A Berkeley Activist's Diary
I’ve pulled out the bucket to catch water in the shower while my neighbor is watering his roses. It is April 2nd. The snowpack is 38% of normal for this time of year and the drought map is already showing the entire state of California in drought with large swaths in severe drought (orange) and extreme drought (red). https://droughtmonitor.unl.edu/ In fact, looking at the drought map, half the country looks to be in trouble and the dry season for the west has just started.
Denial seems to be the skill that most of us do best.
As much as I prefer the convenience of walking over to my computer instead of hauling off to a meeting in person, connecting with others is lost, as is knowing who is in the zoom room audience at city meetings. If the special Design Review Committee (DRC) this week had been in person, there are a lot of questions I would have asked the neighbors who will be backed up to 1201 – 1205 San Pablo at Harrison.

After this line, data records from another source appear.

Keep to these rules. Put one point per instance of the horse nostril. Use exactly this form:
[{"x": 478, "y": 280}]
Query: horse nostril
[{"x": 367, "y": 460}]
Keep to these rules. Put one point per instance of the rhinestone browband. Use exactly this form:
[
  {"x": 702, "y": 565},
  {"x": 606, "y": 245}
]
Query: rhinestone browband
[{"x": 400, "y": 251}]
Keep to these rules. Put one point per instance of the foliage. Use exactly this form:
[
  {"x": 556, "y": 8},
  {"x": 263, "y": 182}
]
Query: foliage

The neighbors did not object to construction on the empty corner lot, they welcomed it, but it is the height and size of the project in preliminary design review that left them asking for relief. The little 800 square foot house next door will be dwarfed by the new 6-story building sitting just a few feet from its small yard.
I would have liked to ask whether they knew about the City’s plans to fill the San Pablo corridor with mid-size mixed-use (the description of apartments atop a ground floor of commercial space like restaurants, coffee shops and retail stores) apartment buildings? Did they know when they asked if any of the mature trees on San Pablo would be removed by the project that the city foresters favor: planting smaller non-native imported trees. The same non-native trees that don’t support the insects birds need to feed their hatching young?